Collaboration Promotes Safety
Because crises are complex and require individualized but well-coordinated responses, it’s important to acknowledge that CITs might be only one part of an effective overall response to an incident in a community. For example, some crisis call responses require CITs to be augmented by mobile mental health crisis teams,17 which typically include 2 clinicians (or a clinician paired with a specially trained person living in recovery from mental illness, referred to as a peer).
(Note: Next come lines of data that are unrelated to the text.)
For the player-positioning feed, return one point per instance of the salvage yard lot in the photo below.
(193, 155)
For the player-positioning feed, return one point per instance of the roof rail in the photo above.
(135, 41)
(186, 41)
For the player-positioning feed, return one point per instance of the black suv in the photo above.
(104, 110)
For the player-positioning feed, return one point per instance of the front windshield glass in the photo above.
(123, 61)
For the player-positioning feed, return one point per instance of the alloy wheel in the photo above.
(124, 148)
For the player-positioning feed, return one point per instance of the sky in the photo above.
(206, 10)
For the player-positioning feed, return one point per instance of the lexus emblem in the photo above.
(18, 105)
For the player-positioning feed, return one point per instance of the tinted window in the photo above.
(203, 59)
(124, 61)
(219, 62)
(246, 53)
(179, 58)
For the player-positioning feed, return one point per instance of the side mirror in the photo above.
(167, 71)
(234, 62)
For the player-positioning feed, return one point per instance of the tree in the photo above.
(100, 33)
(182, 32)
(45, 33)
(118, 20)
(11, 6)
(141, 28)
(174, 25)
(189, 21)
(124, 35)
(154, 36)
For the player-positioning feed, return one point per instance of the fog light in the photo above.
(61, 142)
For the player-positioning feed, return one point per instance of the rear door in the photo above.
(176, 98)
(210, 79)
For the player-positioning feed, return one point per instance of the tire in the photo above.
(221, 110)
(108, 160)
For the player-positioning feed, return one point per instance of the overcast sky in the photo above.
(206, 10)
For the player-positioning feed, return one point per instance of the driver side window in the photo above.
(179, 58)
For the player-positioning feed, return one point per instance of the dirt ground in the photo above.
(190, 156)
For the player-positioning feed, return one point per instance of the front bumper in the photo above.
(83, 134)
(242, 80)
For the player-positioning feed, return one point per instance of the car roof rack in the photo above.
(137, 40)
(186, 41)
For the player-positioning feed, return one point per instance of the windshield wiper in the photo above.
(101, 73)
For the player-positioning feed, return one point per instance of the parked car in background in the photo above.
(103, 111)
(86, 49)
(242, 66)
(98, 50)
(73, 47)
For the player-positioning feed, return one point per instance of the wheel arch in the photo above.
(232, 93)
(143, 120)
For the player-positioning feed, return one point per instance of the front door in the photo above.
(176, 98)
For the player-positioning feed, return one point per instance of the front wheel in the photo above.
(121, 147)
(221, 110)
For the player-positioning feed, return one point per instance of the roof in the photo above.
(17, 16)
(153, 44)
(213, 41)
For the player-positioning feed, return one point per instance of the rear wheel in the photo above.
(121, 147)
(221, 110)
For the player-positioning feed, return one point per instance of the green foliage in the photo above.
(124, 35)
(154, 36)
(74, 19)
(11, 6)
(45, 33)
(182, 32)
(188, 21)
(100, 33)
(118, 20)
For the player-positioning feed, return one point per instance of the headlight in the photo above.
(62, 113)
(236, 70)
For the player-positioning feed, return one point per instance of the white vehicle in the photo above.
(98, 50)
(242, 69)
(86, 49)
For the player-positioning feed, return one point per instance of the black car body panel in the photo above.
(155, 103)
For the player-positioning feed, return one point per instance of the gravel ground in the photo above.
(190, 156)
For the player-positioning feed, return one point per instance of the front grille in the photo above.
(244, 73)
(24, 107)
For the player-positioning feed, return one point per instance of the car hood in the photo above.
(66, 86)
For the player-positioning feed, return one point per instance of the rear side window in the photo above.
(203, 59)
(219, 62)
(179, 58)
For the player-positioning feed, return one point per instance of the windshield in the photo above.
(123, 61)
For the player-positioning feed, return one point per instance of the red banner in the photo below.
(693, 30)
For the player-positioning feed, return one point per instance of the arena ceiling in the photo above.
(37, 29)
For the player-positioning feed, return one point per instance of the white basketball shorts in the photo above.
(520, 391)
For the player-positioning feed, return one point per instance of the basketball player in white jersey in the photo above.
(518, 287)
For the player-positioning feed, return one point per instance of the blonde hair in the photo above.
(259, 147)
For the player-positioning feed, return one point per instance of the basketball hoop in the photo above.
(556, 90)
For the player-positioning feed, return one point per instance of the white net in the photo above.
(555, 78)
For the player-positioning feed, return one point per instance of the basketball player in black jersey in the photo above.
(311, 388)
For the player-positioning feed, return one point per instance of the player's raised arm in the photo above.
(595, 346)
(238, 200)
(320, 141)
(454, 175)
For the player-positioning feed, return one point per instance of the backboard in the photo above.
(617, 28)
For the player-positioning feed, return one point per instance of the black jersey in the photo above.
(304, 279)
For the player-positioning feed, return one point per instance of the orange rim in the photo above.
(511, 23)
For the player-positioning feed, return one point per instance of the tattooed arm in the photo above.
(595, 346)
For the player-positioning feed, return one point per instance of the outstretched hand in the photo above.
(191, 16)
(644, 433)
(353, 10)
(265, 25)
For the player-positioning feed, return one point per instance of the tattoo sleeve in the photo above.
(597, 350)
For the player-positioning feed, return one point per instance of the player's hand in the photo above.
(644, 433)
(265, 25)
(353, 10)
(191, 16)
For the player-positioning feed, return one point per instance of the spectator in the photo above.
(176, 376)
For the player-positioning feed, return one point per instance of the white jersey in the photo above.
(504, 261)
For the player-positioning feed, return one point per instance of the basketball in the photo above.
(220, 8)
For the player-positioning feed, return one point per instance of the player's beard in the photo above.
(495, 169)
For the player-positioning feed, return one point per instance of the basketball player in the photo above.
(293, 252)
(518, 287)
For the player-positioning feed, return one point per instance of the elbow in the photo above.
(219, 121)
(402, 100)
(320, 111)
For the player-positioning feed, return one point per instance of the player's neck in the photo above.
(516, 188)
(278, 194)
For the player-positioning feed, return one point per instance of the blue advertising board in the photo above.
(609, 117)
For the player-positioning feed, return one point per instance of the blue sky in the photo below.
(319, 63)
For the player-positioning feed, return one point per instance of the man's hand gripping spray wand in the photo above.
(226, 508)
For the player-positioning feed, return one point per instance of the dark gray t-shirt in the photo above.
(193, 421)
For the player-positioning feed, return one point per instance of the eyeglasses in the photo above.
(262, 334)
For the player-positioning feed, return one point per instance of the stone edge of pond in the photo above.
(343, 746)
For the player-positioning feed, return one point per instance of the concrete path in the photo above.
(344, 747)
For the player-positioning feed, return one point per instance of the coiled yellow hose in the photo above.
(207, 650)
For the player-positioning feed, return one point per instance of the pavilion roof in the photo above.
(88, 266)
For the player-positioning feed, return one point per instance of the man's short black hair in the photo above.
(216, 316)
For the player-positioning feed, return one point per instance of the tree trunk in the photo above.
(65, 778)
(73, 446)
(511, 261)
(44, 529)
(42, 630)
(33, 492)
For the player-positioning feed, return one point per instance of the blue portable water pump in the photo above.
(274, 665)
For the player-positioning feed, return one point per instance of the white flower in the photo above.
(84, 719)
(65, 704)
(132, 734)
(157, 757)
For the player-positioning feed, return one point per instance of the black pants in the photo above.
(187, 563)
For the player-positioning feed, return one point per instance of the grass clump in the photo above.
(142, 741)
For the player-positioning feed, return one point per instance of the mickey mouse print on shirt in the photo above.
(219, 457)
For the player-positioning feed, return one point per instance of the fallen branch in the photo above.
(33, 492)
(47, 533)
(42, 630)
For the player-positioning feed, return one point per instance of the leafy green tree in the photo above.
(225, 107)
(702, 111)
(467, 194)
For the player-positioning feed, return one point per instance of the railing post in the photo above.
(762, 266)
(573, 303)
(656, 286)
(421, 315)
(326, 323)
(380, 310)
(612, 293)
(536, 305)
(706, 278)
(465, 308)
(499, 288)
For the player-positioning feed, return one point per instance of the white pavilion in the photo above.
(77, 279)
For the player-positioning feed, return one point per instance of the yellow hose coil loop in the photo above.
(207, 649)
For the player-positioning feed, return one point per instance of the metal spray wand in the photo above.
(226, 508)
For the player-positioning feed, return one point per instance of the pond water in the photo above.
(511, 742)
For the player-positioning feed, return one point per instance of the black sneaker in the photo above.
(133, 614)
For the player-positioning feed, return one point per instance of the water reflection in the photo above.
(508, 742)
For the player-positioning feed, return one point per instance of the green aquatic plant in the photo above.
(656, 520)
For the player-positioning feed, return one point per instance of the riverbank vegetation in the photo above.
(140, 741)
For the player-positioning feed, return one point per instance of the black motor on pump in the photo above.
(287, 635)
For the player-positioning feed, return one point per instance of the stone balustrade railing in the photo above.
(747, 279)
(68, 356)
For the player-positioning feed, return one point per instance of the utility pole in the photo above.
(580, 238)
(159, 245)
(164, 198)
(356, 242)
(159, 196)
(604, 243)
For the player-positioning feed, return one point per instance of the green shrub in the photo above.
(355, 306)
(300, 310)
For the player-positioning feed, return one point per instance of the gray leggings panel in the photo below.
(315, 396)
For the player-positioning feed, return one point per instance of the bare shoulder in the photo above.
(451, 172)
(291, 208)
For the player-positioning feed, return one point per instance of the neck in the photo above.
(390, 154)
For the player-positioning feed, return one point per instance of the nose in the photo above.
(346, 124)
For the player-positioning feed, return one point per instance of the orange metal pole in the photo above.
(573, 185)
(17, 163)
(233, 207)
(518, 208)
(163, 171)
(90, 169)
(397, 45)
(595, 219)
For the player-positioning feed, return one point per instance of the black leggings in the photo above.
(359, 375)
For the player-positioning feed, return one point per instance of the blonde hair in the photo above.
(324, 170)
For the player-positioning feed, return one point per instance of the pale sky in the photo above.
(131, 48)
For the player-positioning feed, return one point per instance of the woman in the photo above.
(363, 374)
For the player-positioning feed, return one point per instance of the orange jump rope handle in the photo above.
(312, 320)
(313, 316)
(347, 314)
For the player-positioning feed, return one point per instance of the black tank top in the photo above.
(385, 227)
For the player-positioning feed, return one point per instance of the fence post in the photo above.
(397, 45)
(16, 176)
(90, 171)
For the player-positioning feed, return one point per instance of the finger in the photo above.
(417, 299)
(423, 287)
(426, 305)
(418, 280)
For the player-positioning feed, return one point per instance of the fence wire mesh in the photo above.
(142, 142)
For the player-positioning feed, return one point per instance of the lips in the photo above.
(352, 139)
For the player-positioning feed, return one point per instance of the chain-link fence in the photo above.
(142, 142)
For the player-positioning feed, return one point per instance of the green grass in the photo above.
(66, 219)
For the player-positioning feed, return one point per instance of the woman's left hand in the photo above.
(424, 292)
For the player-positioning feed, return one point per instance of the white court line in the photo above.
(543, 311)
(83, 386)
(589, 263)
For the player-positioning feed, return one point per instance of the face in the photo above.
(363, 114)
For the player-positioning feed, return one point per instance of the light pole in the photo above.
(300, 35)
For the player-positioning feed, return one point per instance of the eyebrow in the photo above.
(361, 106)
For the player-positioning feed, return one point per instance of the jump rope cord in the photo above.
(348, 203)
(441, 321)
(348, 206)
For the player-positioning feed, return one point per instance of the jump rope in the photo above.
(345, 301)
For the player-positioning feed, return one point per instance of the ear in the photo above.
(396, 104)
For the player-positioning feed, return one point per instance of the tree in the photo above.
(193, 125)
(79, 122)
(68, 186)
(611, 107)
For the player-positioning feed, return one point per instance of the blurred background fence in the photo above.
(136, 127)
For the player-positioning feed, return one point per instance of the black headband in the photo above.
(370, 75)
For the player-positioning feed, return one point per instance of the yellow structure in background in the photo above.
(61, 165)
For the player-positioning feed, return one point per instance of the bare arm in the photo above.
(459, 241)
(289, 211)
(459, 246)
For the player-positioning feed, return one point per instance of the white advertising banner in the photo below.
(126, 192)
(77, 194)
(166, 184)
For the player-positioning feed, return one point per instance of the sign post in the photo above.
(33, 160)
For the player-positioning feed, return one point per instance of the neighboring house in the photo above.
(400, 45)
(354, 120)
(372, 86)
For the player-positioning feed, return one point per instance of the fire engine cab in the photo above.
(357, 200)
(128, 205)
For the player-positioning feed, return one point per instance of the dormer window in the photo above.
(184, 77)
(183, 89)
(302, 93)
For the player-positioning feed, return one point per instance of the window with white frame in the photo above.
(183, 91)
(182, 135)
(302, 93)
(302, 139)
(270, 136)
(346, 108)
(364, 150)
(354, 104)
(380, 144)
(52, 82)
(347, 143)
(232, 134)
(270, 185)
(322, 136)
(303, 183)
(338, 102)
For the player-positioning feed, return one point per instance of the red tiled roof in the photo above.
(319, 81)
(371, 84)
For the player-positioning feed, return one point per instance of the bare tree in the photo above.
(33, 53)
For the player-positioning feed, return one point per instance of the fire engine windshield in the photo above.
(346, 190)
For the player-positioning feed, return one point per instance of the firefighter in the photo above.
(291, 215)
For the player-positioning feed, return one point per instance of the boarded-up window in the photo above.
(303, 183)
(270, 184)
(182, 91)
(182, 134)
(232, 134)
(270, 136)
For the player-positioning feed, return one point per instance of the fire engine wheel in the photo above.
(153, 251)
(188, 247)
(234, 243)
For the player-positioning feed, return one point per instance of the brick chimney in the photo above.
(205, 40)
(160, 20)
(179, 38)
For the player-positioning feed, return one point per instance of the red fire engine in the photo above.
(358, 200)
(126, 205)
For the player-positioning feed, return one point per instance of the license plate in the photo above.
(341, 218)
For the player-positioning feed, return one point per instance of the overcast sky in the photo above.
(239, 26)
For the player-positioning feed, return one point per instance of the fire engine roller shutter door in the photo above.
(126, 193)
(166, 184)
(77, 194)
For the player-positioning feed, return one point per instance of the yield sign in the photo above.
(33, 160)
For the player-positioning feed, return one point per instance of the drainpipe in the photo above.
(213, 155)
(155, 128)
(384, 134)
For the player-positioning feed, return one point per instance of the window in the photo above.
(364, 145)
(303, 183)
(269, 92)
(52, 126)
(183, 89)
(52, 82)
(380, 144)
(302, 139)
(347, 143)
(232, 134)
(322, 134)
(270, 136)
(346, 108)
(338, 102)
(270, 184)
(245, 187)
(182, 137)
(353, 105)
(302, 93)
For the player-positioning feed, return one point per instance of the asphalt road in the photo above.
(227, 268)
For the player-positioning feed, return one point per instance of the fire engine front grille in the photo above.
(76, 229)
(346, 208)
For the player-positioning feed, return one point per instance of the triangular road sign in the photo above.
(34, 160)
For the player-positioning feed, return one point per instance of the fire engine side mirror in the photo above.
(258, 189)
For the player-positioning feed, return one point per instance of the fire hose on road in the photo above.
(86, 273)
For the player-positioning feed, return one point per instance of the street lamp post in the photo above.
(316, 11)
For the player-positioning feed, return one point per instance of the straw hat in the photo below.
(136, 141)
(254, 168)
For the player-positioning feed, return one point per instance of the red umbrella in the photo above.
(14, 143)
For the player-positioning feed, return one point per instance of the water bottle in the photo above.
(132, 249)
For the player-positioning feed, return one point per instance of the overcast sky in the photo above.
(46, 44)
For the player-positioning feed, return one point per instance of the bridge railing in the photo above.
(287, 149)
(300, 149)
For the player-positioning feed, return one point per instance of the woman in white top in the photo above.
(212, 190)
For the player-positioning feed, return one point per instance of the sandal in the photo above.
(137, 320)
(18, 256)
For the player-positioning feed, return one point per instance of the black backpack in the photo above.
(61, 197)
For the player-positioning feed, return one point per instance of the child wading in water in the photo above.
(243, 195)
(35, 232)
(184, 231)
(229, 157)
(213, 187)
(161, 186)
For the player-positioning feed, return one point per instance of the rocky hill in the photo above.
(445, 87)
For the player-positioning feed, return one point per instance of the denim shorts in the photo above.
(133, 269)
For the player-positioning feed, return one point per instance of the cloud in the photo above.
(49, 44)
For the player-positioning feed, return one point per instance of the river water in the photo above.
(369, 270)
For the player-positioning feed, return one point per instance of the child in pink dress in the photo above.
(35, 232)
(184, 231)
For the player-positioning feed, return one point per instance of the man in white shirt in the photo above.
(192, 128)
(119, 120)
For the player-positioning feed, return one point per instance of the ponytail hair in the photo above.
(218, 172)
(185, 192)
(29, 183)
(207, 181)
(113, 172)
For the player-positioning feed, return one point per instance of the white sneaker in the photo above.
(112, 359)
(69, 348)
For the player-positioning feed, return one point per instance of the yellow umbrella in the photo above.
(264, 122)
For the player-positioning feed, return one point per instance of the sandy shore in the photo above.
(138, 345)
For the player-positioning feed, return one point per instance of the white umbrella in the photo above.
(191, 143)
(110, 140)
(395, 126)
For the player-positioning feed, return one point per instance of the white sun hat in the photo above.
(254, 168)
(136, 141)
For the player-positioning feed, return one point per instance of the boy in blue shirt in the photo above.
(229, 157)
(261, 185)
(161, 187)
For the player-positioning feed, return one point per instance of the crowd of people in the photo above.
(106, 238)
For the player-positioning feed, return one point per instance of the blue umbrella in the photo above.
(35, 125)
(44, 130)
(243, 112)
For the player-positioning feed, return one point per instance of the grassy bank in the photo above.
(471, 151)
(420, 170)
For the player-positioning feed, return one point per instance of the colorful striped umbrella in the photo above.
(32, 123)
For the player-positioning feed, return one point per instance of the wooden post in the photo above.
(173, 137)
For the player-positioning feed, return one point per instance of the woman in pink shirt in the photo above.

Co-responder models tend to incorporate a CIT police officer and a clinician or peer in the field together18 to respond to a call or follow up on a prior response to a call.19,20
Compared to police-only responses, having clinician partners in the field facilitates interagency collaboration and communication, improves de-escalation success, and increases the likelihood of a preferable outcome for an individual experiencing crisis.21 Many crises can be resolved on scene, but some require transportation of patients to a crisis assessment center or hospital ED and therefore involve emergency medical system (EMS) personnel, such as paramedics or emergency medical technicians (EMTs), and nurses. Additionally, EMS personnel often work for fire departments or other local government units, are responsive to a medical director official, and follow well-established emergency response protocols that streamline transfers of patients to hospital EDs. For example, EMTs in the field are supervised remotely, make decisions based on protocols, and initiate transportation of a patient to an ED. Like emergency physicians’ work with EMS personnel,25 psychiatrists can help supervise field-based decision making to optimize CIT programs’ contributions to effective crisis responses, by using innovative video technology either in real time26 or to create a network for continuing education (eg, CIT ECHO) to respond to people in crisis.27 Moreover, psychiatrists can help forge community trust and collaborative responses to 911 and 988 calls as implementation of 988 call centers, as well as service integration of 911 and 988, continues in the United States.